From Halloween to Purim, the piracy party rocks on 

What are Jews to make of figures like Koriel, Henriques, Abrabanel and Lafitte? Were they heroes or villains?

Certainly Lafitte was a good guy, according to Aileen Weintraub’s book Jean Lafitte: Pirate-Hero of the War of 1812. A Yankee hero who defeated perfidious Albion.

The graphic novel Skullcaps and Crossbones: The Adventures of Shmuel Kafri by Yonah Klein and Jacky Yarhi strikingly portrays Koriel as a ba’al teshuva (penitent) freed of any moral stain. In the tradition of rogue-turned-tzadik Raish Lakish – a Roman gladiator who became a sage of the Mishna – the book reveals:

“An unearthed home from the times of the Arizal [sic] is found to contain a chest of papers, believed to be the private collection of Harav Chaim Vital. Among those papers is a book, purporting to be the private diary of Yaakov Koriel, the 16th-century Jewish pirate who captained three ships in the Caribbean.

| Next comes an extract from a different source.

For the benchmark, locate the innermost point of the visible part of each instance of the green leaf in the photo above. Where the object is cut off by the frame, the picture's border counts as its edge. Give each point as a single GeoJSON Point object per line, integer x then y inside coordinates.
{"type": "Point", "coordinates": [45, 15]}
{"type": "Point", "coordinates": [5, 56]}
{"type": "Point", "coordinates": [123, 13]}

“Koriel, who abandoned piracy and moved to Eretz Yisrael, left behind this record of his life. Exciting and moving in turn, it shows how a young Jewish boy in Inquisition Spain became a naval captain, then a pirate, and finally returned to life as a religious Jew.

“But the diary has more than one secret. Shmuel Kafri and his son, Yitzchak, investigate the Koriel diary on behalf of the Jewish Antiquities Society, and quickly find that the diary is even more valuable than they could have imagined, well worth a trip to Israel and Jamaica. But someone else is also trying to get his hands on the diary.” 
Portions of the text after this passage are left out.